Let’s put a freeze on the Wind Chill Factor


You might have heard: It’s going to be cold in Charlotte.

It’s what people are talking about in our office and yours. The forecast is for unseasonably cold temperatures, brutally cold temperatures, so cold that weather people will quickly run out of adjectives trying to describe how godawful cold it is.

At some point, perhaps even before those adjectives lose their power to wow us, the weather people will resort to a different, brain-numbing phrase.

The Wind Chill Factor.

Wind chill is an overhyped, inaccurate measurement that serves one purpose: It lets us make bad weather seem spectacularly bad.

Otherwise, it has no real-world value. It doesn’t tell you how cold your skin is getting. Air temperature determines that. For example, if the air temperature is 37 degrees but the wind chill is 24, you are not in danger of getting frostbite. The air temp needs to be below freezing for that.

Likewise, it doesn’t tell us when our pipes will freeze. Wind can make things more frigid, which can accelerate the freezing of water, but air temperature is again the main factor. (Researchers at the University of Illinois have determined the pipe-freezing threshold is about 20 degrees. So make sure those outdoor faucets are covered tonight, Charlotte.)

Why even have a wind chill factor? The measurement was developed in 1945 by Antarctic explorers Paul Siple and Charles Passel, who put together an index that they felt would capture how cold we feel at various temperatures with wind blowing.

There is an actual formula for wind chill. It’s been tweaked some since 1945, but basically it assumes that it’s nighttime, your exposed face is about five feet off the ground, and you’re walking about 3 mph directly into the wind. If you’re standing next to a building, or in the sun, or at 2 in the afternoon, you’re feeling something different.

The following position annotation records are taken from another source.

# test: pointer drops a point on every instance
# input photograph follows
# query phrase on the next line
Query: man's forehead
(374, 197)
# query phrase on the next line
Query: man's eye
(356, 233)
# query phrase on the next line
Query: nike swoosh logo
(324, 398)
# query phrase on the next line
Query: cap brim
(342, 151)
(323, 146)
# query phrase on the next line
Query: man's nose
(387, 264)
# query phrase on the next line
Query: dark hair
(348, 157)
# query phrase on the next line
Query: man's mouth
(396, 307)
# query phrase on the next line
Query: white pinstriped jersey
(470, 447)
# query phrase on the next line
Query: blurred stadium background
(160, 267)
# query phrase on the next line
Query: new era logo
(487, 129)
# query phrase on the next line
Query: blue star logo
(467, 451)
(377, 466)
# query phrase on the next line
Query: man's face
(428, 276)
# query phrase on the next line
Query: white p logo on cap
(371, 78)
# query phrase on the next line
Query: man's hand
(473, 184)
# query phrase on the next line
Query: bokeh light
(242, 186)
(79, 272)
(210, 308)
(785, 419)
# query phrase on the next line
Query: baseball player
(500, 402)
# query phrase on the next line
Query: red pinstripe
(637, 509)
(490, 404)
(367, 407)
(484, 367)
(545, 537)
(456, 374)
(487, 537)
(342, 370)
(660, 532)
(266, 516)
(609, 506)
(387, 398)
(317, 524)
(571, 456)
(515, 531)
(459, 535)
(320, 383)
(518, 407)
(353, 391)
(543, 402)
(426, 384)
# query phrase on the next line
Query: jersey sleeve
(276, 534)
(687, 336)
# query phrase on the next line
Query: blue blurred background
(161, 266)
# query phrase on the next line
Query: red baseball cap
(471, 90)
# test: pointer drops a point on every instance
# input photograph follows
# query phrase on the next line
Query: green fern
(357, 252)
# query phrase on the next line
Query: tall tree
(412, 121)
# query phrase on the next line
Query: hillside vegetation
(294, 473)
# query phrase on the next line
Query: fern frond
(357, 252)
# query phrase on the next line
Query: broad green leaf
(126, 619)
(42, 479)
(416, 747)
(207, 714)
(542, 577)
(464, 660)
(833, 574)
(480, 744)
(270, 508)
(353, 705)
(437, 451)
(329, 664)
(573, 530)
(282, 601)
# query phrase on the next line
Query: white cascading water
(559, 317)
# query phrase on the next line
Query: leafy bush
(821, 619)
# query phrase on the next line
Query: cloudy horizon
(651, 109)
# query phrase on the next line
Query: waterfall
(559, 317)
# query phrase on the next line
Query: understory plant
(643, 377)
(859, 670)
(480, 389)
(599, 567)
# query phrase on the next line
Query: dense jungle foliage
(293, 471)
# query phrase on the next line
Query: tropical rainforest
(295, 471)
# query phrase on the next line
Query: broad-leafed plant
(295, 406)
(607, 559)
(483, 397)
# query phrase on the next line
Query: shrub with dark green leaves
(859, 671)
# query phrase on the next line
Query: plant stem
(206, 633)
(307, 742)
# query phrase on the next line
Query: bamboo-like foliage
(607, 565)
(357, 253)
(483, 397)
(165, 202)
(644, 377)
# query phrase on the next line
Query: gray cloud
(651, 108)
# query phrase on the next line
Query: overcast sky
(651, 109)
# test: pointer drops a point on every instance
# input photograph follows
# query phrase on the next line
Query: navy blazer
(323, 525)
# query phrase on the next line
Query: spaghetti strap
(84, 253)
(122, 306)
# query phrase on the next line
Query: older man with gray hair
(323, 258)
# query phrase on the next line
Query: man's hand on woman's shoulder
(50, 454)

And even then, wind chill is essentially only a calculation of that moment - not a general calculation of temperature - because the wind doesn’t blow at a constant, steady rate. Yes, it’s colder on your skin when the wind blows, but that number just can’t be measured precisely.

Why, then, is it cited so often? As always, blame the media. The original wind chill index went largely ignored until the media got hold of it, specifically at the legendary Ice Bowl 1967 NFL championship game between Dallas and Green Bay in Green Bay. Temperatures that day were -13 degrees, but that didn’t sound nearly as legendary as a wind chill of -48.

So this week, when your weather person says the wind chill is -20, it’s a dubious figure at best. That doesn’t mean you shouldn’t cover your skin when you go outside, especially if it’s windy.

But wind chill is nothing more than meteorological boasting, and as with most boasting, that means 1) there’s some exaggeration going on, and 2) nobody is that impressed, anyway.